How To Use Fun Psychological Tools To Your Advantage!
Have you ever wondered why some people seem to get what they want in any situation?
They seem to be given more opportunities by others, stay more memorable in others' eyes, and are even given more chances to succeed. I've spent my life studying psychology, and have learned that this is no coincidence! There's something these people are doing that fives them the advantage - and I'm going to give you a head start!

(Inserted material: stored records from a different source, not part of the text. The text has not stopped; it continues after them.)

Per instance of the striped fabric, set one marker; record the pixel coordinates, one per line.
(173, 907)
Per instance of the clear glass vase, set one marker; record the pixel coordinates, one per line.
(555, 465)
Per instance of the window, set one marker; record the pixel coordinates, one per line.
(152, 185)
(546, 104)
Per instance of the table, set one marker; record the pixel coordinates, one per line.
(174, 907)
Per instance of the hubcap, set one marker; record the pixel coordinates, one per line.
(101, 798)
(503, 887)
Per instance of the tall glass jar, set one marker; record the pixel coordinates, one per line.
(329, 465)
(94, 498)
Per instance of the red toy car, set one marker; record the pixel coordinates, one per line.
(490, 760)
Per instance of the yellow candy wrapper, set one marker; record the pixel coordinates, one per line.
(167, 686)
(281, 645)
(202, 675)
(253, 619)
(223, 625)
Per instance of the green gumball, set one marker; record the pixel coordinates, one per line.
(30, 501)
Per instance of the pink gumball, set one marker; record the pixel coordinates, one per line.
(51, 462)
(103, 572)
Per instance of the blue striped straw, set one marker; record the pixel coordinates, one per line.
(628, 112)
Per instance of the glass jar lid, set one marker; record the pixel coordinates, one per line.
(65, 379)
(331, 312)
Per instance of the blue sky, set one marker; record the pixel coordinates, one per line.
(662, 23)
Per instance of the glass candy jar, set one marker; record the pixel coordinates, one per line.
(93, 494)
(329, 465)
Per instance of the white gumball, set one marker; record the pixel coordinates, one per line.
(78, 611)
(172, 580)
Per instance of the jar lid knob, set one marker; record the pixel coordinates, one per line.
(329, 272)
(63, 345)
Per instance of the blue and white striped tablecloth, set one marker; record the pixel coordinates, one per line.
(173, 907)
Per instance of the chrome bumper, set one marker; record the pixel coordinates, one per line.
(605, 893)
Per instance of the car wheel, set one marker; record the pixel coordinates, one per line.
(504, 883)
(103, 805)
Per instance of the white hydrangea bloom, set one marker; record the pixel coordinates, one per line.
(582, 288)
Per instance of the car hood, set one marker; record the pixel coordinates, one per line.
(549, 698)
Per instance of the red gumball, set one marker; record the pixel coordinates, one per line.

1. The Loyal Friend Effect
Put a picture of a cute dog by your desk at work. Studies prove that people who are associated with canines are perceived to be more loyal and trustworthy. But remember: limit it to one picture - too many pictures of furry friends will lead to the perception that you are a less professional worker.
2. The "Clean Up" Effect
The scent of cleaning products is proven to make people clean more. If your kids, spouse, or roommate aren't helping out around the house, spray some Lysol and watch them spring into action.
3. The Ziegarnik Effect
People are more likely to remember stories and situations that are unresolved. For example, waiters and waitresses tend to remember orders better if they are unpaid. At your next social gathering, don't tell your whole life story: leave some key details out that leave people wanting more! You'll know that you've stayed on their mind when at the next event, they immediately seek you out to resume your conversation.
4.Door in the Face Effect
If there's something you want, it's best to ask for something even bigger and more elaborate before asking for what you really want. What you want will seem small in comparison, and you'll more likely get a yes. For example, if you want your parents-in-law to take the kids for one night, start by asking for the full weekend - you're much more likely to get a 'yes' for the night you're looking for.
5. The Mirror Effect
If you want someone to like you, always mirror their actions and mannerisms. For example, if they speak in a soft voice, do the same. If they giggle, do the same. Even if you don't think the conversation is going well, the other person will think it's going very well. In addition, asking lots of questions and practicing the art of listening is proven to improve the other's perception of you!